In fact, most weddings were held during the month of Gamelion, our months of January and February. Fittingly, the Apaturia occurred nine months after: This was based on the notion that a child would be conceived soon following marriage, and at the Apaturia he would then be registered in his father's phratry as a newborn. Evidently the timing of childbirth did not always work out this way, and infants would just be registered at the Apaturia the following year.

== Wedding day uses ==
The term gamelia took on other meanings outside of the Apaturia festival, also relating to a ritual on the eve of the gamos or wedding day.
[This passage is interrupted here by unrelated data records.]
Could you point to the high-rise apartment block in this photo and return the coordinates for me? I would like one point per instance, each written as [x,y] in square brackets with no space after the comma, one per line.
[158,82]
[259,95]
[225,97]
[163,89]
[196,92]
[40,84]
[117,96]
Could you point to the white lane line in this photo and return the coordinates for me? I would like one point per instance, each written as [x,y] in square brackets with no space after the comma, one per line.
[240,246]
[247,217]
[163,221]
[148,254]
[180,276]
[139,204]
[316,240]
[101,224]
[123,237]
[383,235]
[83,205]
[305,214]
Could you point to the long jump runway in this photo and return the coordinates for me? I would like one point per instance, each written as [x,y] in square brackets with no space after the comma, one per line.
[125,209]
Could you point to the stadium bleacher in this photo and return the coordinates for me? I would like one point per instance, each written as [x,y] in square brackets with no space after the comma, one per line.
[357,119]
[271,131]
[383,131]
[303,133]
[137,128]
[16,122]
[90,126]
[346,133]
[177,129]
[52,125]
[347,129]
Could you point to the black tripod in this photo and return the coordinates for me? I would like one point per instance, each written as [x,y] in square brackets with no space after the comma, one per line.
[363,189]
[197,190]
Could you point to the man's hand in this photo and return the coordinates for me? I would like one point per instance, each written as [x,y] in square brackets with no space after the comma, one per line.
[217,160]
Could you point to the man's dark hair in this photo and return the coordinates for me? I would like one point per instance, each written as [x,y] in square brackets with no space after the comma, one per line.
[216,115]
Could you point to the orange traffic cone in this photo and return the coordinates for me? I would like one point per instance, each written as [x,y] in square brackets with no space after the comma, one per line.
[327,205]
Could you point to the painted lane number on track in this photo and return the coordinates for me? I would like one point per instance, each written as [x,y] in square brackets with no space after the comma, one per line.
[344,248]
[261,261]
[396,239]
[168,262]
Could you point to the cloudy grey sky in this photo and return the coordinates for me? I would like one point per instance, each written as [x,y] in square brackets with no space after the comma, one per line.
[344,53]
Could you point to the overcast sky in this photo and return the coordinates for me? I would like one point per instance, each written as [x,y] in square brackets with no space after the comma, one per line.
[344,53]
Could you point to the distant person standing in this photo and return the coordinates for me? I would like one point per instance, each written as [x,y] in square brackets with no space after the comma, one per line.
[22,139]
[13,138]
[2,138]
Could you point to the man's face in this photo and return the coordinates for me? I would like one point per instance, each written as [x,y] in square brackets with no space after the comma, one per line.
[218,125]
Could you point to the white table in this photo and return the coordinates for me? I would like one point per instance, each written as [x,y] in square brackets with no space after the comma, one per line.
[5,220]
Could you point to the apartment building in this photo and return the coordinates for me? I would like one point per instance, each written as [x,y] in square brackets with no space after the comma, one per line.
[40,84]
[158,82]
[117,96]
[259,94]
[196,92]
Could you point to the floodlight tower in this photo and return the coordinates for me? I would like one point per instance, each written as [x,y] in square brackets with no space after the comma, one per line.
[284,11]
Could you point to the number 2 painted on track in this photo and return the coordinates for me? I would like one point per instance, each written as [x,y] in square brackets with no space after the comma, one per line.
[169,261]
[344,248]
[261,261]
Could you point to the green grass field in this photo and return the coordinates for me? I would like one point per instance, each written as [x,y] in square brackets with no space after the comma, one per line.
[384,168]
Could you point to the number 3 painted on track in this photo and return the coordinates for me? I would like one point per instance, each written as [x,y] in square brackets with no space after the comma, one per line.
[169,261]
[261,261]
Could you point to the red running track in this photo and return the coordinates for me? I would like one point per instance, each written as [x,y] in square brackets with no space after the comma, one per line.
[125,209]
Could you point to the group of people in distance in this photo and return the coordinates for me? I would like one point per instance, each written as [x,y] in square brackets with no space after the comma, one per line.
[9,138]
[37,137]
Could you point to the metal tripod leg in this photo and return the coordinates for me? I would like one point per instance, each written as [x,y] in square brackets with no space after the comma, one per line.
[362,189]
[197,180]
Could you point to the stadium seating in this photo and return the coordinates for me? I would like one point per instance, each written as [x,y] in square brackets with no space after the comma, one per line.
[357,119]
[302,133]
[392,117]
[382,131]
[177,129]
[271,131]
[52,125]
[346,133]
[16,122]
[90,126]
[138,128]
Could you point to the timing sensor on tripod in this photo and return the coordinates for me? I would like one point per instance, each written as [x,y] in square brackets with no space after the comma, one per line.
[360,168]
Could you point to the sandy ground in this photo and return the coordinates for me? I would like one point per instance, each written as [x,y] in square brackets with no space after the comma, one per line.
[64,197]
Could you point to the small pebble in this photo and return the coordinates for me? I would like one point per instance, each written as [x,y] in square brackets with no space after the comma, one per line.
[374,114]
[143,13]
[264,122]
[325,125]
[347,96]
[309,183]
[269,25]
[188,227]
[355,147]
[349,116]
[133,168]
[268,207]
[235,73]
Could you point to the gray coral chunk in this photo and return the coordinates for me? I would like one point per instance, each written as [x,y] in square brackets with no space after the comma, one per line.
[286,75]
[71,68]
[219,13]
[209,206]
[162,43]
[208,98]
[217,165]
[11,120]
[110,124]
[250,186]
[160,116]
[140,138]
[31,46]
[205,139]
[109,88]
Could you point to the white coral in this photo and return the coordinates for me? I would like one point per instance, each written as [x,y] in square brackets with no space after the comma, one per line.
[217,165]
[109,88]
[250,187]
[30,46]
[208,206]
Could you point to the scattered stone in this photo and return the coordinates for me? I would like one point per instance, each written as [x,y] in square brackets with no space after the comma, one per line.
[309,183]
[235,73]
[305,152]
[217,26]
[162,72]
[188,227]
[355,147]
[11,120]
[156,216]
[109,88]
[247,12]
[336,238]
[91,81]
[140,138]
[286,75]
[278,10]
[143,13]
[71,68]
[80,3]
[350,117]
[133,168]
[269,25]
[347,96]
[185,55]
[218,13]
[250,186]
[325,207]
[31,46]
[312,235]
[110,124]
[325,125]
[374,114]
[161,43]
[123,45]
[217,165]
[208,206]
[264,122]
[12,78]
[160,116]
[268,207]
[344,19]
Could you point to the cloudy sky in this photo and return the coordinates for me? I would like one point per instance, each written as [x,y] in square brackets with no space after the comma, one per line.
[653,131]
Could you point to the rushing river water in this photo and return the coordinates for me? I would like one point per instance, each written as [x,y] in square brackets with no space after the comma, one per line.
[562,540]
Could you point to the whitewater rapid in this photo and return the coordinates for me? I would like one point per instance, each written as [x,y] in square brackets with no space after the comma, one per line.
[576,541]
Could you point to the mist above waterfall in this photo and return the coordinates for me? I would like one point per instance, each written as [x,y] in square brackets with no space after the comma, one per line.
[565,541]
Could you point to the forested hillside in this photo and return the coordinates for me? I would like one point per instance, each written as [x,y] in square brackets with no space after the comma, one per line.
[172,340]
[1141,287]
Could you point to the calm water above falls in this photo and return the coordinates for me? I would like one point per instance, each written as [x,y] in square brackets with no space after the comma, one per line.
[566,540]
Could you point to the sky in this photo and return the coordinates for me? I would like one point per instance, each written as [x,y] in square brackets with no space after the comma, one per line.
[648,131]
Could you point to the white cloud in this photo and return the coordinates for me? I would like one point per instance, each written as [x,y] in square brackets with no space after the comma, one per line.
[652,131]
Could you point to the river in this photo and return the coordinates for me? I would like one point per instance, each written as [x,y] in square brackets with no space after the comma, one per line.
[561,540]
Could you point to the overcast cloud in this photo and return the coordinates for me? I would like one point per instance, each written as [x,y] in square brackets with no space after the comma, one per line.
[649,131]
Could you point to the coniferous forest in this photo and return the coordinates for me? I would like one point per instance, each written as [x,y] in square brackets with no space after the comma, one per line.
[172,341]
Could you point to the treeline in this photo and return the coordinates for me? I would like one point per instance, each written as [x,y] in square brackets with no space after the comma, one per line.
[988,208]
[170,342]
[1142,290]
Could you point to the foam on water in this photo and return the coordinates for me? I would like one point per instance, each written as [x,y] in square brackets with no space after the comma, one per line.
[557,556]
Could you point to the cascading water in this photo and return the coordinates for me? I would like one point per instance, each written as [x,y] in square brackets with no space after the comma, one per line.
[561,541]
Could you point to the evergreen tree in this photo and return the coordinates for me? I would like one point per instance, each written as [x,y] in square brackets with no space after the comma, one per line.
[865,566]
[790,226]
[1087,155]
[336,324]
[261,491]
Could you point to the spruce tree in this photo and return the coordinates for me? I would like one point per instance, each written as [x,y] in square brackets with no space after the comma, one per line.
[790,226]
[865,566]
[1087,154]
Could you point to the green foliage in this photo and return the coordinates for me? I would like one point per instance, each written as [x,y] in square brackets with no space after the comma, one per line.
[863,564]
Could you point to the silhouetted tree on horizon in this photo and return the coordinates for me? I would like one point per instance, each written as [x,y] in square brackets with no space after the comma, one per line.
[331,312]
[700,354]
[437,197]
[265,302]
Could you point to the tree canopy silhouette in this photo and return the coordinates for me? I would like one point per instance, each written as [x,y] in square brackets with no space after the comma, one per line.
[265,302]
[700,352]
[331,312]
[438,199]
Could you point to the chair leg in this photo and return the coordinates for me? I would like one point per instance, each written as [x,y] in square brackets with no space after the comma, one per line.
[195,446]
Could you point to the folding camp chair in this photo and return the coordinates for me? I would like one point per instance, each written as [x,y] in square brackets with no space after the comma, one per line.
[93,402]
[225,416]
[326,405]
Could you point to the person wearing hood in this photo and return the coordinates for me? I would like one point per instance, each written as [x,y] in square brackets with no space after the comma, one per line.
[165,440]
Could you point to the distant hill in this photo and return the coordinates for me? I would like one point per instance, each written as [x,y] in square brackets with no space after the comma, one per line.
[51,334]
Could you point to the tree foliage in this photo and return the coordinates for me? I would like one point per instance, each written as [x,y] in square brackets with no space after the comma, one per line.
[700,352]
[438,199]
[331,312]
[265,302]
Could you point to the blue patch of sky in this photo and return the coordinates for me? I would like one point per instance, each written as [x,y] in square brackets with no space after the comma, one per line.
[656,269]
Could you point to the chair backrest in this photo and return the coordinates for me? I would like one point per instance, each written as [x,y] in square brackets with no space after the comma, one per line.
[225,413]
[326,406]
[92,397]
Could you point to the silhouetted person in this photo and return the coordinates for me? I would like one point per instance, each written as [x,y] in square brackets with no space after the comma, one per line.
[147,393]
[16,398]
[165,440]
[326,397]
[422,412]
The bride-to-be was led to the Acropolis of Athens to the temple of Athena by her parents; there, under the watch of the priestess of Athena Polias, a series of proteleia or preliminary sacrifices took place. These would be animal sacrifices as well as fruit offerings, and several other deities would be honored in the following proteleia. Zeus, Hera, Aphrodite, Peitho, and Artemis were all sacrificed to as well in the hope that they would protect and preside over the marriage. Chief among these was Hera Gamelia, the cult epithet meaning Hera of the Wedding, and as a group they were referred to as the Gamellii gods.